To track visitors Analytics uses a short Javascript code like this one, included on every single page of the site that each visitor’s browser runs:

window.dataLayer = window.dataLayer || [];
function gtag(){dataLayer.push(arguments);}
gtag('js', new Date());
gtag('config', 'UA-XXXXXXXX-X');

Quite simply, we can define a cookie to be set in the administrator’s browser (for example no-tracking) and, with a conditional command, tell the code to execute the previous instructions only if the cookie is not present. The value of the cookie is therefore not relevant.

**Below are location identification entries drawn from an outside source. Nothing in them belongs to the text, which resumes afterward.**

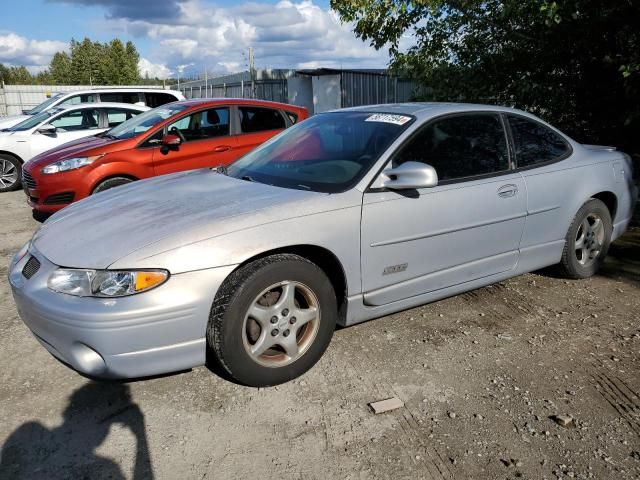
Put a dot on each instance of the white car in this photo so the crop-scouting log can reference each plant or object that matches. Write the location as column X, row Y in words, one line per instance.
column 52, row 128
column 138, row 96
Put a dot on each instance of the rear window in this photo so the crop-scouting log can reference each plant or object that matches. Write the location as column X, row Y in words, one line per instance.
column 115, row 116
column 155, row 99
column 536, row 144
column 258, row 119
column 77, row 99
column 120, row 97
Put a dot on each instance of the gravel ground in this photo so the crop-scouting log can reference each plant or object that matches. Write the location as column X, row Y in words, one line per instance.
column 481, row 376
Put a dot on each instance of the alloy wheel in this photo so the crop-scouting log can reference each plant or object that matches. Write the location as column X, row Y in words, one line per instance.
column 8, row 173
column 281, row 324
column 589, row 239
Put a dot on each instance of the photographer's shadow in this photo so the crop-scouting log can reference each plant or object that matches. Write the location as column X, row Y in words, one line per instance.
column 69, row 451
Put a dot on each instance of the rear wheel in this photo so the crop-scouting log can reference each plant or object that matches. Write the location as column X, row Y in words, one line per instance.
column 587, row 241
column 10, row 172
column 111, row 183
column 272, row 320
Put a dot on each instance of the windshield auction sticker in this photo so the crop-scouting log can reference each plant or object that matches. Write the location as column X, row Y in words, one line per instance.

// indexOf(str) returns -1 if there is no occurrence of string str,
// the index of the first occurrence of str otherwise
if (document.cookie.indexOf("no-tracking") === -1){
    window.dataLayer = window.dataLayer || [];
    function gtag(){dataLayer.push(arguments);}
    gtag('js', new Date());
    gtag('config', 'UA-XXXXXXXX-X');
}

The cookie can also be set manually in the administrator’s browser.

Once this operation has been carried out, Google Analytics will only track the real users who visit the site, making the collected data much more reliable.